Pensez-y un instant… Editis c’est plus de 2000 personnes, une quarantaine de maisons d’édition dans des lieux différents — avec un mode de gestion très décentralisé (au moins en ce qui concerne le Web) — et près de 800 millions d’euros de chiffre d’affaires au moment où j’ai choisi de quitter l’entreprise pour revenir au Québec. Les sites d’une entreprise comme Editis sont réalisés tour à tour, sur de nombreuses années, par des équipes différentes, qui ont des points de vue et des compétences diverses — et qui travaillent au sein d’équipes qui désirent garder de l’autonomie les unes par rapport aux autres. Est-ce normal? Souhaitable? Peut-être pas. Je n’en sais rien. Mais c’est ainsi.
Dans un tel contexte, quand on a pour mission de faire avancer un groupe sur la voie du numérique, on établit des priorités (et pas seul, c’est un complexe arbitrage collectif!), on tente de les respecter au fil des semaines… on se félicite quand on réussit de bons coups… et on se dit que ce sera mieux la prochaine fois quand ça ne va pas comme on l’aurait souhaité.
Surtout, chaque jour, il faut se retrousser les manches, encore et encore, pour faire avancer les gens, un pas à la fois — en tentant de les garder engagés dans la démarche, parce que c’est à la base de tout changement durable. Bien sûr, parfois on se choque, parfois on est découragé, mais on se retrousse encore les manches et on se répète que c’est un leurre de penser qu’on pourrait aller plus vite en faisant à la place des gens, en se substituant à leur jugement et à leurs actions… « Seul, on va plus vite, mais ensemble on va beaucoup plus loin », me répète souvent un ami. J’en suis profondément convaincu. J’ai pour philosophie de toujours travailler dans le respect des gens — en présumant de leur bonne foi et de leur intelligence; en évitant de les juger, en me répétant que s’ils ne comprennent pas, c’est certainement parce que j’ai mal expliqué ou que je n’ai pas su me faire comprendre.

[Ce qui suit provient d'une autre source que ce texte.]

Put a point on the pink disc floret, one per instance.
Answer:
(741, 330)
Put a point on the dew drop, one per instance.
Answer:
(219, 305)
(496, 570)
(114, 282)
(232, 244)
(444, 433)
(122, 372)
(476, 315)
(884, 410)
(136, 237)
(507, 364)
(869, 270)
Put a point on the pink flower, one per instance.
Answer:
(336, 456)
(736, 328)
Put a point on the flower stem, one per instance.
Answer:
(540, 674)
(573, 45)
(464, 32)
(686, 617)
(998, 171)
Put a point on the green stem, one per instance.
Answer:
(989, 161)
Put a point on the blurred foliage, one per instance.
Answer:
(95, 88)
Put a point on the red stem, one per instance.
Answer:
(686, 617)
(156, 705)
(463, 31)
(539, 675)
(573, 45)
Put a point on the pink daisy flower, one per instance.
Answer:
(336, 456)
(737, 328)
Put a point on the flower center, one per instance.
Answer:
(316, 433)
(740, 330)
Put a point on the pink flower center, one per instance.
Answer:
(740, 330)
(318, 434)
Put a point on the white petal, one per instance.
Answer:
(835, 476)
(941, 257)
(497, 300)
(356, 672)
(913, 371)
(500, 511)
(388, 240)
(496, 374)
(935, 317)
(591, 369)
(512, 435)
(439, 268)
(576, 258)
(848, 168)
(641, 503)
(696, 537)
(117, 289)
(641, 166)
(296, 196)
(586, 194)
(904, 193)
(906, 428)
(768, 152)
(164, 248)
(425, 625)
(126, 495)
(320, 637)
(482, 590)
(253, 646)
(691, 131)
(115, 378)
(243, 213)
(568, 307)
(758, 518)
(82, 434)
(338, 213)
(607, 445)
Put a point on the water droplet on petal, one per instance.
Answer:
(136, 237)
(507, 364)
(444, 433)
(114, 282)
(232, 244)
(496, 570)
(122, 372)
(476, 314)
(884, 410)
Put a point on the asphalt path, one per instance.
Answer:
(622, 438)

Bien sûr, certains jours on peste contre les petites entreprises qui vont plus vite que nous — on les envie parce qu’on aimerait être comme elles, plus souple, plus réactif.
D’autres jours, heureusement, on apprécie leur présence et on se félicite qu’elles existent, parce qu’elles nous interpellent, nous bousculent, et parce que leurs avancées nous fournissent de précieux arguments pour faire avancer nos idées et nos projets avec nos équipes.
Continuellement on doit se répéter que le monde du livre est un écosystème complexe, très complexe, avec de gros acteurs et de plus petits; avec des silencieux et des plus baveux. Se convaincre aussi que c’est très bien ainsi — et que c’est ce qui nous offre, collectivement, les meilleures chances de réussir.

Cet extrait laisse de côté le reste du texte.